BoC’s Carney Questions Wisdom of Rigid Inflation Targets

In remarks published today, BoC Governor Mark Carney suggested that more flexibility in monetary policy should be considered in light of the shocks current markets have experienced.

Speaking at the annual conference of the Bank for International Settlements in Switzerland, Carney appeared to muse over policy direction:

* Policy frameworks should be flexible enough to allow the natural adjustment processes in the economy to determine the speed of adjustment to shocks
* Fixed exchange rates or subsidized energy prices make adjustment to economic shocks more costly; such rigidities impose costs on other countries because flexible prices must adjust in an unnecessarily large or rapid way
* In the face of major market shocks, monetary policy depends on both its ability to be flexible and credible
* In principle, monetary policy is built around the notion that it is best for policy to let inflation return to target at different speeds, depending on the type and characteristics of the shocks hitting the economy. In practice that doesn’t happen — the inflation target can’t take the type of shock hitting the markets into account but is forced to respond the same way for every scenario. That adds credibility and stability, but is there another way?

Carney mused that in the increasingly globalized economy, central banks might be better able to adjust to market shocks if they didn’t have to follow rigid inflation targets (as does the BoC), provided that policy is clear and transparent enough to maintain credibility.
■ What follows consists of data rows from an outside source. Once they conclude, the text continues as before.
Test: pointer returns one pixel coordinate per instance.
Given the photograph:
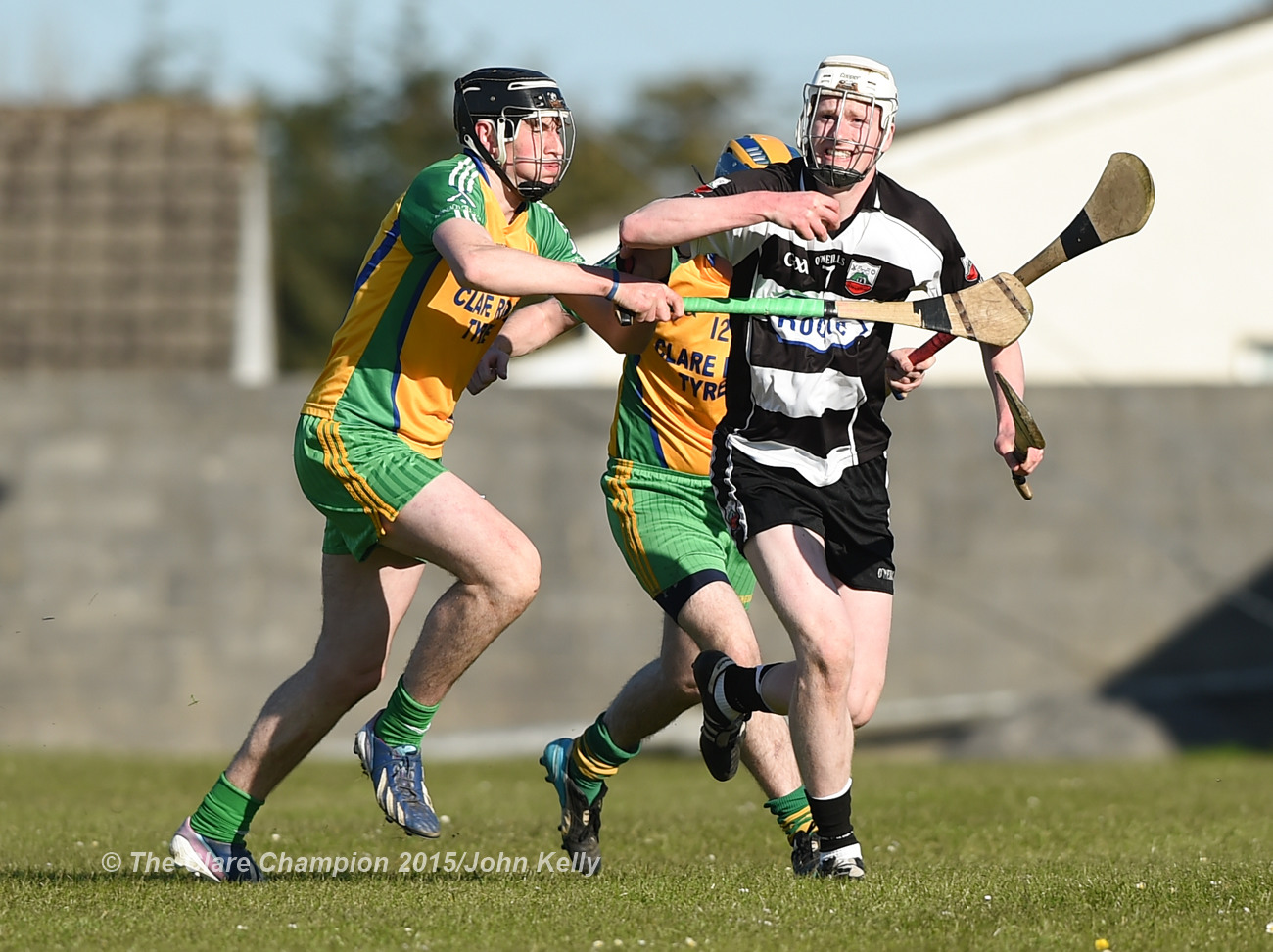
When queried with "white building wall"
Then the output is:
(1182, 302)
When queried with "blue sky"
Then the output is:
(945, 55)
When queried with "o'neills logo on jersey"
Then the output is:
(732, 514)
(862, 276)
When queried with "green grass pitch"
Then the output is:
(1163, 855)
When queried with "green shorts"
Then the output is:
(359, 477)
(669, 527)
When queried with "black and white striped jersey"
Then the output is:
(809, 394)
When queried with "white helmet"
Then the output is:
(847, 77)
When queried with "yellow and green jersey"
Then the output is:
(673, 395)
(411, 336)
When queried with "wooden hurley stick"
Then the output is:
(1119, 207)
(993, 312)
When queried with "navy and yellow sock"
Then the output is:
(792, 812)
(225, 812)
(403, 719)
(594, 757)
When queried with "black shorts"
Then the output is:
(851, 515)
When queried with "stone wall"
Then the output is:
(160, 573)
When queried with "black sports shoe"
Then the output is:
(830, 867)
(581, 821)
(721, 735)
(805, 853)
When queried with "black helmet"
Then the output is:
(505, 96)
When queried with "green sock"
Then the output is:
(792, 812)
(225, 812)
(594, 756)
(403, 719)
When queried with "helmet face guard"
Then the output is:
(847, 87)
(509, 98)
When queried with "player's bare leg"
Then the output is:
(825, 620)
(654, 696)
(363, 604)
(496, 574)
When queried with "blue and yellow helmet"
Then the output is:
(752, 152)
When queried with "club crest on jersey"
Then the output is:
(862, 276)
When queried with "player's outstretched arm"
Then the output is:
(527, 328)
(669, 221)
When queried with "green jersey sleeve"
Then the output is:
(445, 190)
(550, 236)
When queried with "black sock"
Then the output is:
(834, 821)
(741, 688)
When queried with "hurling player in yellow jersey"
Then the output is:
(452, 258)
(667, 525)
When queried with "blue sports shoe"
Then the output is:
(398, 777)
(581, 821)
(212, 859)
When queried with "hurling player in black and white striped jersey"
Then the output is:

He suggested that central banks might be better served if they temporarily tolerated inflation outside their target ranges or allowed a more flexible time horizon for bringing inflation to heel.

The BoC has an inflation target set within a range of 1-3% and adjusts interest rates to bring the rate to 2% within a period of 18 to 24 months. Carney pointed out that his remarks had no immediate bearing on the BoC, which is committed to its current target until the end of 2011.